It’s been almost a 20 years since Neil Jordan brought us Interview With The Vampire and now he’s back to tread similar ground. The thought of another installment in an overpopulated genre may sound like immense tedium but Byzantium promises to provide cinemagoers with a fresh batch of British blood.
Eleanor (Ronan) and Clara (Arterton) are on the run, not only from the law but also from their dark and traumatic past. Clara uses her power of seduction to take advantage of lonely Noel (Daniel Mays) who allows the pair to take refuge in his sleazy guesthouse. Whereas Clara is more than happy to cover up the truth with makeup and tight-fitting clothing Eleanor is desperate to share her secrets. The jumps between flash-back and present day make for an unnecessarily convoluted narrative, but things are unraveled in a fairly intriguing way and the pacing is just about punchy enough to prevent the experience from feeling stagnant.

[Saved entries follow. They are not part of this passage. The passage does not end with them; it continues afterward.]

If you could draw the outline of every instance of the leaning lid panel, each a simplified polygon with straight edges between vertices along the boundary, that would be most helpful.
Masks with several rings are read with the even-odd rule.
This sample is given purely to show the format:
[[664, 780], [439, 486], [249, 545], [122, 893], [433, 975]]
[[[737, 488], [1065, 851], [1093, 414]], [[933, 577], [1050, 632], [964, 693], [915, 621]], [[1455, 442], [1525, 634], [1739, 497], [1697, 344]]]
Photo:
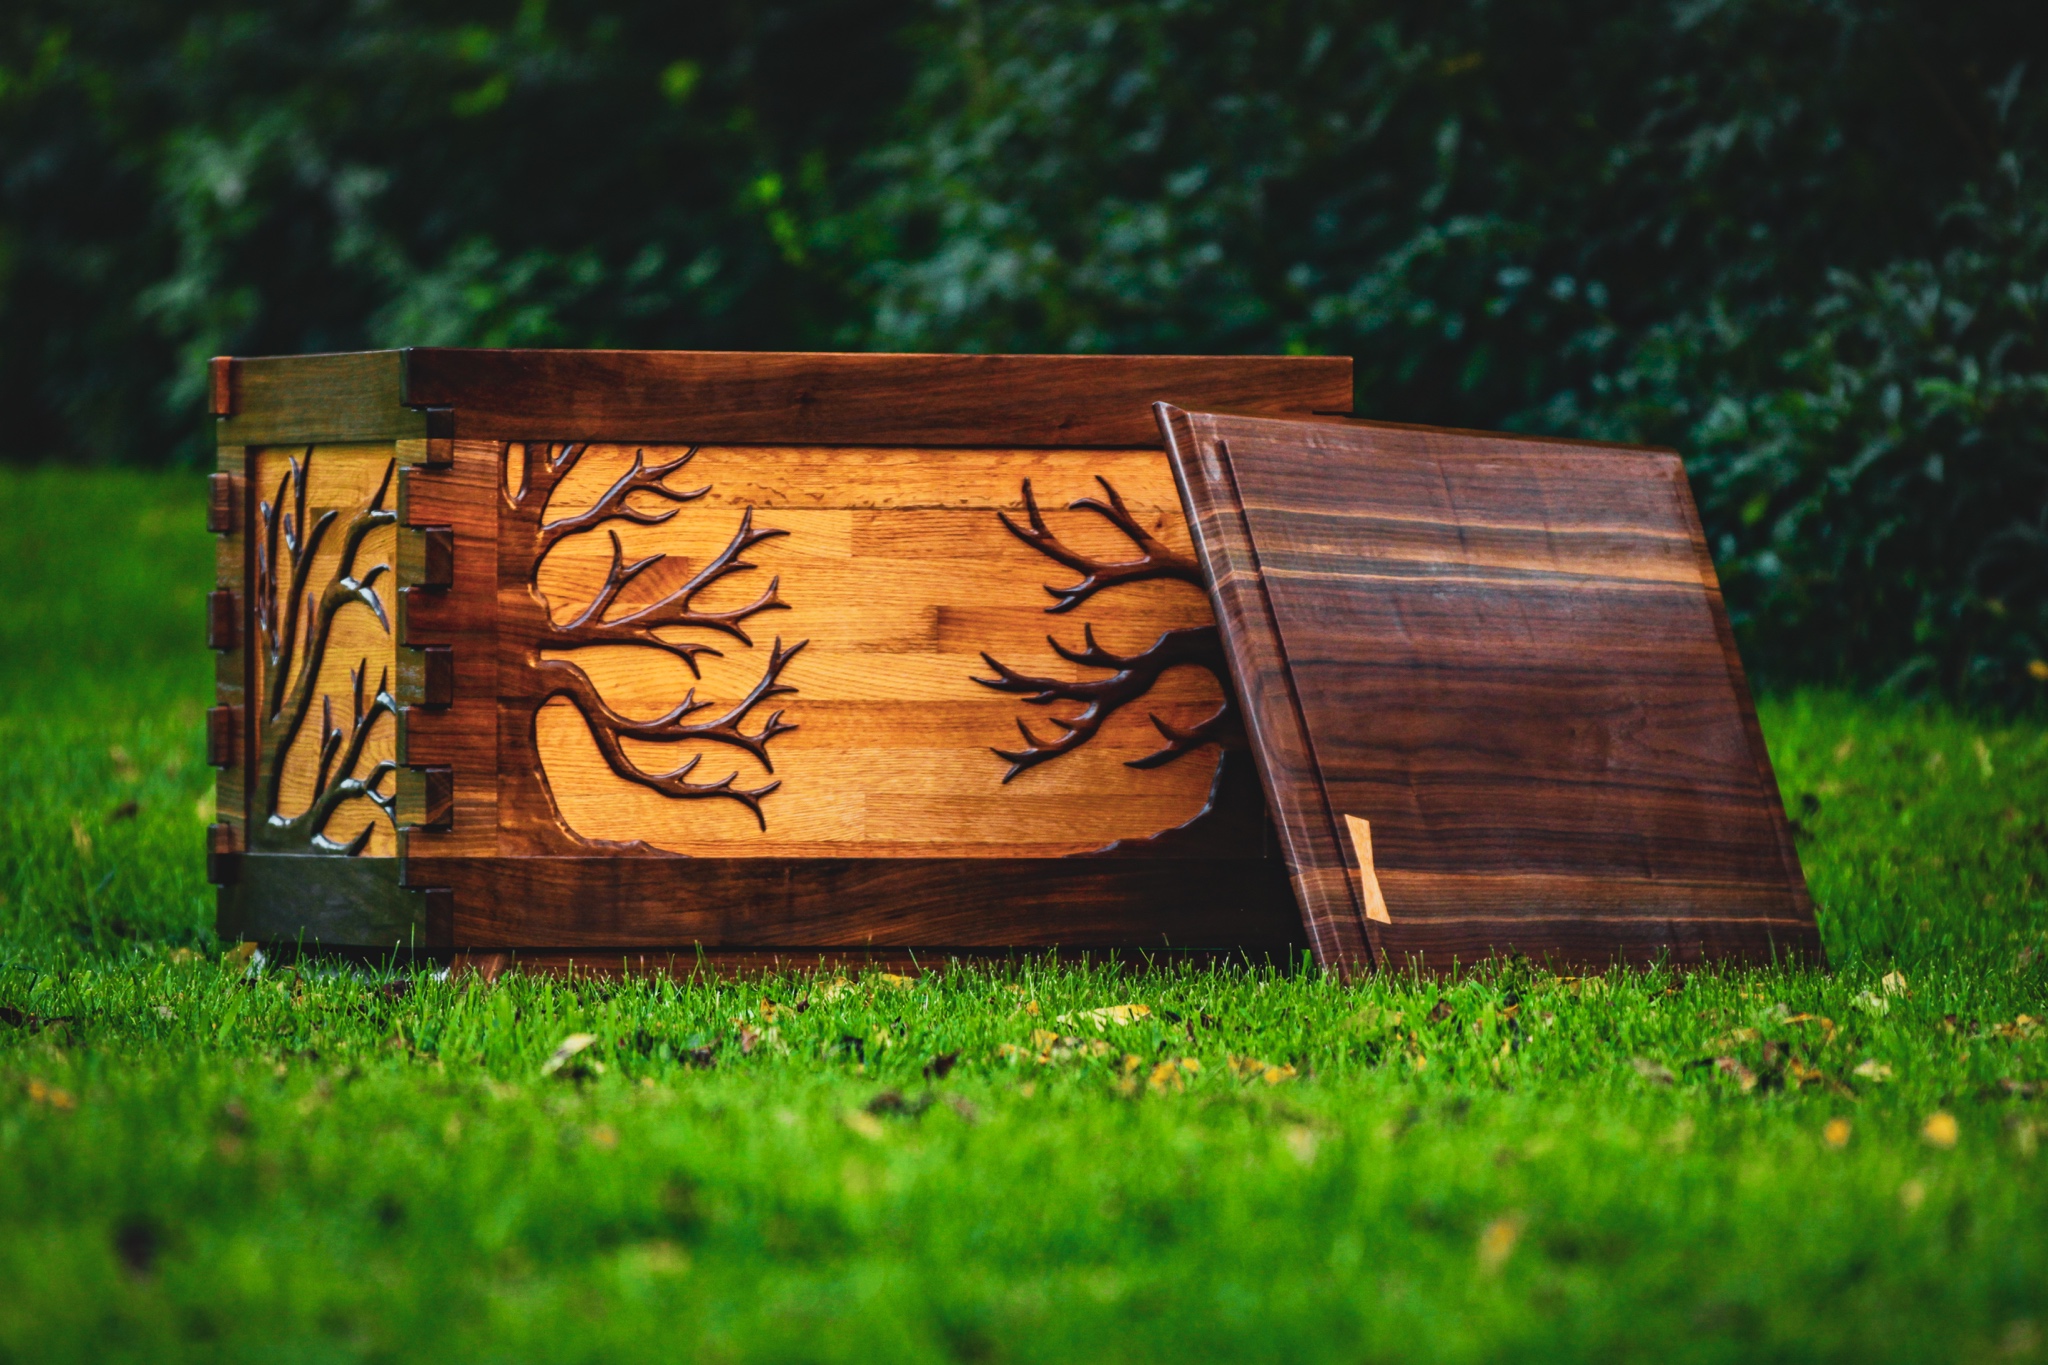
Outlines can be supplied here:
[[1160, 417], [1325, 961], [1818, 955], [1674, 455]]

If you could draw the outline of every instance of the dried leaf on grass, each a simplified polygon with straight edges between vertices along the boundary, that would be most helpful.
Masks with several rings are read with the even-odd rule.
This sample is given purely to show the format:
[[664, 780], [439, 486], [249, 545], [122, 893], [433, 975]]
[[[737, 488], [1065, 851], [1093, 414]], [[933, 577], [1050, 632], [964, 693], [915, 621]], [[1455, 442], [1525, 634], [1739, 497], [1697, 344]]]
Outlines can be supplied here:
[[1714, 1070], [1720, 1072], [1723, 1076], [1732, 1077], [1735, 1084], [1742, 1088], [1742, 1093], [1745, 1095], [1756, 1089], [1756, 1073], [1734, 1057], [1714, 1058]]
[[1631, 1057], [1628, 1064], [1636, 1069], [1636, 1075], [1652, 1085], [1673, 1085], [1678, 1074], [1662, 1062], [1653, 1062], [1648, 1057]]
[[1930, 1147], [1943, 1151], [1956, 1145], [1961, 1130], [1956, 1126], [1955, 1115], [1937, 1109], [1927, 1116], [1927, 1122], [1920, 1125], [1920, 1137]]
[[47, 1104], [52, 1109], [76, 1109], [78, 1100], [69, 1090], [29, 1078], [28, 1098], [31, 1104]]
[[1077, 1010], [1072, 1014], [1062, 1014], [1054, 1022], [1060, 1024], [1129, 1024], [1139, 1019], [1149, 1019], [1151, 1017], [1152, 1011], [1150, 1007], [1145, 1005], [1104, 1005], [1101, 1009]]
[[1180, 1091], [1185, 1088], [1183, 1076], [1191, 1076], [1202, 1069], [1202, 1064], [1193, 1057], [1181, 1057], [1164, 1061], [1152, 1068], [1152, 1074], [1145, 1078], [1145, 1088], [1158, 1093], [1165, 1090]]
[[1820, 1140], [1833, 1147], [1836, 1151], [1840, 1151], [1849, 1145], [1850, 1131], [1849, 1120], [1845, 1118], [1832, 1118], [1821, 1125]]
[[1282, 1081], [1293, 1080], [1296, 1074], [1292, 1066], [1276, 1065], [1261, 1061], [1257, 1057], [1227, 1057], [1224, 1060], [1230, 1067], [1230, 1074], [1241, 1081], [1264, 1081], [1267, 1085], [1278, 1085]]
[[0, 1005], [0, 1024], [6, 1024], [12, 1028], [25, 1028], [30, 1033], [41, 1033], [44, 1029], [48, 1028], [62, 1028], [66, 1024], [75, 1022], [77, 1022], [77, 1016], [75, 1015], [55, 1014], [45, 1017], [40, 1014], [26, 1013], [14, 1008], [12, 1005]]
[[[559, 1044], [557, 1044], [555, 1050], [552, 1053], [548, 1054], [548, 1059], [540, 1064], [540, 1074], [543, 1076], [554, 1075], [557, 1071], [560, 1071], [564, 1066], [567, 1066], [570, 1060], [574, 1058], [577, 1053], [583, 1051], [583, 1049], [589, 1047], [592, 1043], [596, 1041], [597, 1035], [594, 1033], [570, 1034], [567, 1038], [564, 1038]], [[590, 1066], [593, 1070], [599, 1072], [602, 1072], [604, 1070], [604, 1064], [601, 1062], [592, 1062], [590, 1063]]]
[[1507, 1264], [1514, 1254], [1515, 1243], [1522, 1237], [1522, 1215], [1504, 1213], [1488, 1223], [1479, 1233], [1479, 1269], [1483, 1274], [1493, 1275]]
[[1850, 1070], [1849, 1074], [1852, 1076], [1860, 1076], [1862, 1079], [1866, 1081], [1874, 1081], [1879, 1084], [1882, 1084], [1883, 1082], [1888, 1081], [1892, 1078], [1892, 1069], [1886, 1063], [1878, 1061], [1875, 1057], [1870, 1057], [1866, 1058], [1863, 1061], [1858, 1062], [1855, 1065], [1855, 1067]]
[[1073, 1034], [1054, 1033], [1051, 1029], [1031, 1030], [1031, 1045], [1019, 1047], [1015, 1043], [1003, 1043], [996, 1048], [998, 1057], [1029, 1057], [1040, 1066], [1055, 1062], [1071, 1061], [1075, 1057], [1107, 1057], [1116, 1051], [1104, 1038], [1079, 1038]]

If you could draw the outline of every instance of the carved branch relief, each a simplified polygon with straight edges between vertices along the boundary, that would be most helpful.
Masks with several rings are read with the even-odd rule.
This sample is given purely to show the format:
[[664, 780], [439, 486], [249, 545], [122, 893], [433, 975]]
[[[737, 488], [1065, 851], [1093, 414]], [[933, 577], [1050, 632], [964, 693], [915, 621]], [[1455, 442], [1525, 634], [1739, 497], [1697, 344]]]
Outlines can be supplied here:
[[[796, 726], [783, 720], [780, 710], [770, 711], [754, 728], [749, 726], [753, 723], [754, 712], [762, 703], [796, 690], [782, 681], [782, 673], [807, 641], [799, 640], [785, 647], [781, 637], [776, 637], [768, 650], [759, 681], [738, 702], [719, 714], [703, 714], [713, 710], [714, 703], [697, 700], [693, 686], [666, 713], [644, 721], [634, 720], [614, 709], [605, 701], [582, 664], [573, 657], [562, 655], [573, 655], [578, 650], [593, 646], [637, 646], [658, 650], [680, 660], [690, 670], [692, 678], [701, 679], [700, 659], [707, 655], [722, 657], [724, 651], [708, 641], [677, 640], [658, 632], [698, 629], [723, 635], [743, 647], [752, 648], [754, 641], [747, 623], [763, 612], [788, 608], [779, 592], [779, 577], [771, 578], [753, 601], [742, 606], [712, 609], [700, 606], [698, 599], [714, 585], [756, 570], [758, 566], [745, 557], [748, 551], [763, 541], [788, 532], [755, 526], [753, 509], [746, 508], [740, 514], [732, 539], [701, 569], [651, 602], [621, 607], [622, 596], [628, 589], [643, 576], [661, 569], [669, 556], [656, 553], [628, 562], [624, 543], [611, 523], [663, 525], [682, 510], [682, 504], [702, 498], [711, 489], [706, 485], [685, 492], [671, 488], [666, 482], [670, 475], [696, 457], [697, 447], [692, 446], [676, 458], [659, 464], [648, 464], [645, 451], [636, 451], [625, 473], [589, 506], [547, 520], [550, 496], [575, 470], [586, 450], [587, 446], [574, 443], [529, 444], [524, 452], [527, 467], [523, 477], [516, 480], [508, 477], [506, 481], [506, 495], [511, 504], [515, 508], [537, 508], [541, 517], [534, 537], [529, 583], [542, 606], [546, 624], [535, 632], [530, 647], [529, 666], [539, 675], [539, 680], [534, 689], [533, 715], [527, 723], [537, 724], [541, 708], [558, 699], [565, 700], [589, 727], [590, 736], [606, 766], [619, 777], [676, 800], [737, 802], [753, 814], [759, 828], [766, 830], [767, 815], [761, 803], [782, 785], [779, 778], [757, 786], [742, 786], [739, 771], [735, 769], [716, 781], [693, 781], [692, 775], [703, 762], [702, 753], [692, 754], [672, 768], [650, 771], [635, 760], [627, 745], [628, 742], [668, 745], [706, 741], [739, 749], [767, 771], [774, 772], [775, 764], [768, 745]], [[512, 457], [508, 454], [508, 458]], [[636, 496], [640, 501], [634, 501]], [[671, 505], [659, 506], [661, 503]], [[608, 538], [611, 547], [603, 580], [587, 601], [572, 607], [566, 619], [558, 620], [547, 610], [547, 602], [540, 590], [541, 566], [549, 552], [564, 541], [598, 532]]]
[[[352, 624], [351, 615], [344, 614], [347, 609], [354, 607], [367, 614], [376, 632], [389, 640], [391, 619], [377, 585], [391, 572], [391, 536], [379, 537], [381, 562], [363, 566], [359, 561], [365, 558], [373, 535], [397, 524], [397, 512], [387, 505], [395, 461], [384, 459], [374, 488], [344, 514], [339, 509], [309, 505], [313, 460], [311, 446], [302, 455], [288, 457], [275, 491], [261, 499], [257, 508], [260, 525], [251, 607], [263, 674], [257, 719], [262, 774], [258, 819], [250, 832], [250, 844], [268, 852], [355, 856], [369, 847], [377, 829], [376, 816], [344, 838], [330, 835], [327, 827], [349, 802], [360, 798], [396, 828], [397, 765], [388, 758], [369, 757], [368, 770], [358, 770], [366, 762], [379, 722], [390, 718], [387, 731], [395, 727], [398, 707], [390, 692], [388, 662], [380, 670], [375, 692], [365, 697], [371, 666], [366, 648], [349, 669], [350, 717], [346, 724], [336, 722], [334, 697], [322, 690], [321, 675], [329, 652], [338, 647], [337, 636], [347, 634], [361, 645], [362, 629]], [[322, 581], [322, 551], [330, 541], [337, 554]], [[389, 657], [388, 647], [380, 652]], [[316, 696], [321, 720], [310, 790], [300, 793], [306, 797], [304, 809], [286, 814], [293, 750]], [[387, 748], [388, 743], [375, 747]]]
[[[1038, 510], [1038, 500], [1032, 494], [1031, 481], [1024, 481], [1024, 510], [1027, 524], [1019, 526], [1010, 519], [1007, 512], [997, 516], [1010, 534], [1031, 546], [1046, 558], [1081, 575], [1077, 583], [1065, 587], [1046, 585], [1046, 592], [1055, 599], [1046, 608], [1049, 613], [1072, 611], [1075, 607], [1094, 597], [1107, 588], [1126, 583], [1143, 582], [1146, 579], [1165, 578], [1177, 582], [1202, 586], [1201, 567], [1190, 555], [1184, 555], [1162, 544], [1124, 506], [1124, 500], [1106, 478], [1098, 476], [1096, 482], [1108, 496], [1104, 502], [1098, 498], [1078, 498], [1068, 504], [1069, 511], [1093, 512], [1107, 520], [1138, 551], [1134, 559], [1106, 560], [1084, 554], [1073, 549], [1055, 535], [1045, 524], [1045, 517]], [[1183, 626], [1162, 633], [1147, 648], [1135, 654], [1117, 654], [1096, 643], [1095, 628], [1091, 624], [1081, 627], [1082, 647], [1071, 649], [1052, 636], [1045, 637], [1053, 653], [1068, 663], [1084, 668], [1109, 670], [1108, 677], [1081, 680], [1037, 677], [1023, 673], [997, 660], [986, 652], [982, 659], [995, 670], [993, 678], [976, 678], [974, 681], [998, 692], [1008, 692], [1023, 697], [1034, 706], [1045, 706], [1057, 702], [1073, 702], [1081, 710], [1071, 716], [1049, 715], [1047, 720], [1060, 730], [1052, 739], [1041, 739], [1032, 732], [1023, 720], [1018, 720], [1017, 729], [1024, 736], [1021, 749], [996, 749], [996, 757], [1008, 761], [1009, 771], [1003, 774], [1008, 782], [1019, 773], [1041, 763], [1049, 763], [1095, 738], [1103, 723], [1119, 709], [1138, 701], [1158, 683], [1168, 669], [1182, 664], [1192, 664], [1207, 669], [1214, 675], [1217, 685], [1222, 688], [1223, 700], [1214, 714], [1188, 727], [1180, 727], [1148, 715], [1153, 728], [1165, 740], [1157, 751], [1142, 758], [1130, 760], [1126, 766], [1132, 768], [1156, 768], [1171, 763], [1183, 754], [1192, 753], [1205, 744], [1221, 744], [1228, 748], [1240, 748], [1244, 743], [1243, 725], [1239, 718], [1237, 703], [1230, 691], [1228, 663], [1223, 653], [1222, 637], [1215, 624]]]
[[[533, 442], [493, 474], [507, 854], [1079, 856], [1216, 789], [1235, 713], [1157, 451]], [[1089, 628], [1041, 659], [1047, 605]], [[1020, 701], [1058, 723], [1010, 766], [1061, 762], [1004, 786]], [[1201, 838], [1256, 857], [1256, 812]]]

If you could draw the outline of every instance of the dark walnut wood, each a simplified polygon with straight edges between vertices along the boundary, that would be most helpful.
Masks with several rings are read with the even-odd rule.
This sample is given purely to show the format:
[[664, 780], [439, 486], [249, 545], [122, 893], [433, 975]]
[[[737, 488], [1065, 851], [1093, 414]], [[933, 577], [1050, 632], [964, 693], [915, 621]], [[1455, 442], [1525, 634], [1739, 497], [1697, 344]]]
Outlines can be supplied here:
[[233, 535], [242, 525], [242, 477], [220, 470], [206, 476], [206, 529]]
[[[206, 839], [208, 880], [223, 888], [215, 898], [214, 927], [224, 938], [239, 938], [240, 926], [234, 913], [232, 879], [234, 860], [248, 846], [249, 791], [254, 766], [254, 717], [244, 705], [249, 695], [252, 655], [245, 647], [248, 632], [239, 619], [248, 601], [250, 485], [243, 476], [248, 452], [238, 445], [222, 445], [219, 468], [210, 482], [207, 526], [213, 531], [214, 582], [235, 604], [234, 623], [238, 645], [214, 655], [214, 704], [206, 720], [207, 760], [214, 774], [214, 823]], [[225, 494], [225, 496], [223, 496]], [[211, 616], [211, 612], [208, 613]], [[209, 622], [209, 633], [215, 627]]]
[[418, 348], [213, 362], [223, 444], [462, 440], [1151, 445], [1148, 405], [1351, 408], [1340, 356], [857, 355]]
[[406, 353], [405, 402], [462, 439], [779, 444], [1151, 445], [1147, 405], [1351, 408], [1340, 357]]
[[1277, 862], [1182, 858], [411, 858], [457, 945], [1149, 950], [1302, 946]]
[[1160, 421], [1325, 961], [1819, 956], [1675, 455]]

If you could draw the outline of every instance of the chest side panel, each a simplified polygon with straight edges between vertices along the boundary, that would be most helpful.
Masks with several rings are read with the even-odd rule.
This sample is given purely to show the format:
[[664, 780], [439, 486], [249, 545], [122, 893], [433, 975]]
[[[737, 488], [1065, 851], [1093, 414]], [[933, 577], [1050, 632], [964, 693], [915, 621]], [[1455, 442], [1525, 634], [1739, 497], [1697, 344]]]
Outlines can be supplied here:
[[1209, 802], [1234, 715], [1157, 450], [504, 458], [508, 853], [1059, 857]]

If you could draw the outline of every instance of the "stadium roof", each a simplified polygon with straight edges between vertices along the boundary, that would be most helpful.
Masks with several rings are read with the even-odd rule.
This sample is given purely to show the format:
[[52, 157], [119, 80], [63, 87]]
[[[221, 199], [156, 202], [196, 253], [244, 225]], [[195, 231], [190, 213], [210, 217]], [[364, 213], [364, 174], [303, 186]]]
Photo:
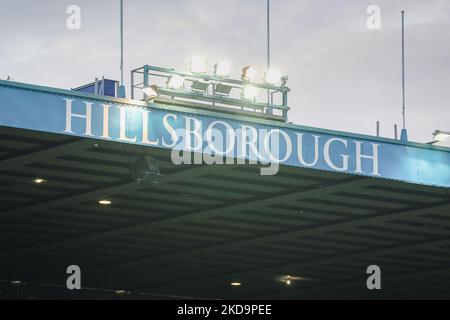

The performances don’t offer much in the way of likability and the acting is pretty corny all round. Ronan, who has been excellent in the past wears an almost permanent expression of pained confusion. Jones is on similarly one-note form and mistakes mystery for gormlessness as the feeble love interest. Miller is abysmal as the pantomimic villain but at least he seems to be having fun as opposed to Sam Riley who looks constantly constipated. Watching Arterton is like watching a Halloween special of Eastenders but her breathless gusto makes her the spark in a balsa wood cast.
Stylistically the film is puzzling slop and it’s never crystal clear as to who or what it’s aiming at. On the surface it appears to target the Twilight audience with its tale of star-crossed tween lovers plagued by secrecy. But its stylised, albeit sporadic, gore and gratuitous profanity all but eradicate its chances of sinking its fangs, or in this case…thumbs, into that demographic.
It’s not a complete failure, it passes the time (although more time than it really should) and there are some memorable moments, including one that brings a whole new meaning to the phrase ‘blood-bath’. But it’s missing the necessary ingredients to place it alongside the likes of Let the Right One In and as a result its nothing but forgettable fair. It could have been a gust of fresh air that filled the lungs of the genre, instead it just reeks of garlic.